O universo da tecnologia é, talvez, um dos que melhor encarnam o espírito do nosso tempo: velocidade, produtividade, otimização constante e a promessa de que todo problema pode ser resolvido com a ferramenta certa. Há sempre um novo framework, um novo método, um novo sistema capaz de corrigir falhas, reduzir riscos e aumentar performance.
Mas há algo que não se deixa organizar em sprints, nem se resolve com entregas: o sujeito.
Na clínica, é cada vez mais comum ouvir profissionais da tecnologia chegarem com uma sensação difusa de esgotamento, vazio ou inadequação, mesmo quando “tudo parece estar dando certo”. Bons salários, reconhecimento técnico, empresas desejadas e ainda assim, uma angústia que insiste. A pergunta costuma aparecer disfarçada: “O que mais eu deveria estar fazendo para me sentir melhor?”
A psicanálise nos ensina que essa pergunta já nasce deslocada. Porque ela supõe que o mal-estar é um bug a ser corrigido, quando, na verdade, ele é estrutural.

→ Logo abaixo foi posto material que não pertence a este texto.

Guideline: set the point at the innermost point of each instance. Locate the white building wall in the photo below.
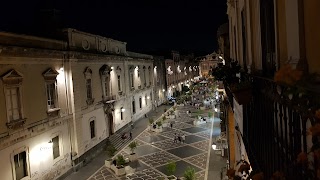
(41, 164)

Freud já apontava que o sofrimento humano não é um acidente de percurso, mas parte da própria condição de viver em civilização. Lacan radicaliza isso ao mostrar que o sujeito é constituído por uma falta, algo que nenhum sistema, por mais sofisticado, consegue preencher. O problema é que o discurso da tecnologia promete exatamente o contrário: eficiência total, previsibilidade, controle.
Para muitos profissionais de tech, o trabalho se torna o lugar privilegiado para tentar tampar essa falta. Produzir mais, aprender mais, entregar melhor, subir mais rápido. O saber técnico vira um ideal: se eu dominar tudo, não falto. Mas quanto mais se corre atrás desse ideal, mais ele se afasta. A lógica é cruel: o reconhecimento nunca é suficiente, a próxima meta já está posta, o upgrade nunca termina.
Na linguagem lacaniana, trata-se de um sujeito capturado pelo discurso do mestre contemporâneo, hoje travestido de discurso da performance. Um discurso que exige gozo, produtividade e disponibilidade contínua, enquanto promete pertencimento e valor. Só que cobra caro: o corpo adoece, o desejo empobrece, a vida vai ficando estreita.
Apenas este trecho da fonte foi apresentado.